A suindara - Ises de Almeida Abrahamsohn



A suindara
Ises de Almeida Abrahamsohn

Era um povoado  à beira do Juruena, afluente do Tapajós, na Amazônia paraense.

A vinte horas na canoa de motor de popa até o vilarejo mais próximo, os habitantes viam chegar o regatão a cada três semanas, isso quando  não era época de cheia. Eram quase todos caboclos, alguns cafuzos e um grupo de índios que morava em algumas malocas que tinham se agregado há dois anos ao povoado. Eram cristãos, mas não desprezavam as entidades indígenas e os seres misteriosos das matas. Nas casas de pau a pique as redes se aglomeravam num aposento único de dormir e a varandinha  abrigava o fogão.  A única casa  caiada e com porta era a capela. Na mesa tosca escondida  por um pano alvo debruado de crochê, um crucifixo de madeira e uma estatueta de Maria eram ladeados de duas  lamparinas  e um missal.

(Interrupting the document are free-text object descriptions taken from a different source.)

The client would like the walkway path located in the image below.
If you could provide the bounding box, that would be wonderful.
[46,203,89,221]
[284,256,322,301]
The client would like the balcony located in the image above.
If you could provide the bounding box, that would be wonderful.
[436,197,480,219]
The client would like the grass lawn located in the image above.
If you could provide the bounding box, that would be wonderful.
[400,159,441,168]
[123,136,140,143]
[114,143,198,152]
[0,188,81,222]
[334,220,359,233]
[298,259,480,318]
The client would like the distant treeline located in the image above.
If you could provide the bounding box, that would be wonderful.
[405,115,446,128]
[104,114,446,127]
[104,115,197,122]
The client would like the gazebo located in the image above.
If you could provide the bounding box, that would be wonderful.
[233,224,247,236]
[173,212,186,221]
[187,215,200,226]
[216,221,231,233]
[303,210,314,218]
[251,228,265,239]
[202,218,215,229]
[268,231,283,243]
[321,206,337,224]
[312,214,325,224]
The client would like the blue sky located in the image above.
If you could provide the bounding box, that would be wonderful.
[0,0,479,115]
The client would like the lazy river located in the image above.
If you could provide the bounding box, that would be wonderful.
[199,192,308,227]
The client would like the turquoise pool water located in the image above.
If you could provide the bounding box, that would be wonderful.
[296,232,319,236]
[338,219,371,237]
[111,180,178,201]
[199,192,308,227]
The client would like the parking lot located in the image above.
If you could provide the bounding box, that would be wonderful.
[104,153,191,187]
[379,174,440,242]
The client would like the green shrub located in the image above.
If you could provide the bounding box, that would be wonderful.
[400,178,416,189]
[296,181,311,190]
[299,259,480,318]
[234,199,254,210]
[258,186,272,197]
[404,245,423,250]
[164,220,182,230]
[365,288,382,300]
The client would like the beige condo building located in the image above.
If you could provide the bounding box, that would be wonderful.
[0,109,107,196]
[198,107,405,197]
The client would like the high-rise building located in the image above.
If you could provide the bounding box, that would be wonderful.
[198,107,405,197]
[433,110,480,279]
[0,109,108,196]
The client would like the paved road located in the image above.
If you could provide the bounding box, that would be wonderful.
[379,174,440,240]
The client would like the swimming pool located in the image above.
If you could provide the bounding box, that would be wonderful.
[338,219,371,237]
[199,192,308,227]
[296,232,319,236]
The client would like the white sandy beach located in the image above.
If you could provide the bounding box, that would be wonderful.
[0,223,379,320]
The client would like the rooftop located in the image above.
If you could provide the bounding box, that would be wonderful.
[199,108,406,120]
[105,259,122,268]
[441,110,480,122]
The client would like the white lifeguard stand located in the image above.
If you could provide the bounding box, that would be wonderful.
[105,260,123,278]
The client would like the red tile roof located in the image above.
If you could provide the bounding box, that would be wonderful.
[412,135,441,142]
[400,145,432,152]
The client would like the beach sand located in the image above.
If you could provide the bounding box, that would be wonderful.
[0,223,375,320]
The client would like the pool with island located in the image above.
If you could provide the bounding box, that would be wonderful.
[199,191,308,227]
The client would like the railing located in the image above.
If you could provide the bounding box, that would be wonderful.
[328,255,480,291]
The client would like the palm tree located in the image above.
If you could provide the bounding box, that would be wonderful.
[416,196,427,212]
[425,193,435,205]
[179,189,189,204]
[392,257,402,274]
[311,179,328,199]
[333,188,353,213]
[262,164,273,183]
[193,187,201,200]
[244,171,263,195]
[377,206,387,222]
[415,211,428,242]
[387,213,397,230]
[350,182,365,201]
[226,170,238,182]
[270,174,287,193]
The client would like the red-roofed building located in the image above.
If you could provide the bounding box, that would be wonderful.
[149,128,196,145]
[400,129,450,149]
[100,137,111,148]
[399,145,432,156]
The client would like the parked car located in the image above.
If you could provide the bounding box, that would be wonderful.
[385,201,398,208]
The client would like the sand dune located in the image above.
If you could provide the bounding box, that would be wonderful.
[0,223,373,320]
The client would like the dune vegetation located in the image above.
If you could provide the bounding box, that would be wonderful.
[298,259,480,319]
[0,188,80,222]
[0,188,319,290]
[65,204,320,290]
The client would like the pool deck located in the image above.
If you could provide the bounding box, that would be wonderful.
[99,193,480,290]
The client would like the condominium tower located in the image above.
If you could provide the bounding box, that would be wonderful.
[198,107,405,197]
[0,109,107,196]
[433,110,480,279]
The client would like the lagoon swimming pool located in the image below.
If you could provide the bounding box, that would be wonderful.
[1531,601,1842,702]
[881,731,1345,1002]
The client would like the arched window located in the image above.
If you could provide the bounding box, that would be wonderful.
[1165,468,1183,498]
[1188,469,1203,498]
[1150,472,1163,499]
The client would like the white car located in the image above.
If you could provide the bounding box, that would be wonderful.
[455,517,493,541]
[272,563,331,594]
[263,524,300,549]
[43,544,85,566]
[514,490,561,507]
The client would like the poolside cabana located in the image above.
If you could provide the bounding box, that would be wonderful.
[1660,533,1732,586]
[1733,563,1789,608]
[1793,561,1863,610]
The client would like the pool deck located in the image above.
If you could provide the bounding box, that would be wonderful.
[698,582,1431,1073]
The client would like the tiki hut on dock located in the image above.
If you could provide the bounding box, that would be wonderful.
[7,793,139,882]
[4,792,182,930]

Antonino, um caboclo de uns 30 anos,  aos domingos lia uma passagem do  livro  para os devotos.  Tinha aprendido a ler e escrever em Santarém,  numa missão de padres alemães, dos quais tinha ganho o crucifixo e o missal.  Também ensinava às crianças a ler, escrever e contar. Aquele mês de março foi infausto. Morreram  de febre duas crianças índias e também uma cunhã, ao dar a luz. A curandeira da tribo viu a coruja branca, a suindara  ou rasga-mortalha, voando do telhado da capela e soltando o seu pio agudo e característico.  No dia seguinte espalhou-se o rumor. Antonino seria a Matintaperera, criatura que se transforma em ente voador de mau agouro, anunciador de mortes e que só pode ser apaziguado com fumo. Pedaços de fumo apareceram na soleira do casebre de Antonino. A índia velha fez pajelança à frente da casa. O pessoal do vilarejo passou a evitá-lo e a não mais comparecer à capelinha onde habitava a coruja branca. O pio noturno da ave acompanhava o deslocar das nuvens escuras moldadas pelo vento nas quais o povo reconhecia  a criatura maléfica sobrevoando os telhados. Em abril, mais cinco crianças adoeceram entre os índios e entre os novinhos do povoado. Que doença misteriosa era aquela que avermelhava o corpo, dava falta de ar e matava os mais débeis? Antonino, acusado de estar fugindo, enfrentou a longa jornada de barco e conseguiu trazer a agente de saúde já preparada com antibióticos e  vacinas. A doença era sarampo! Antonino se reabilitou. Na capela, de novo cheia aos domingos, explicou a doença e falou a favor da suindara que deveria continuar a morar na capela e a manteria livre de insetos e outras pragas.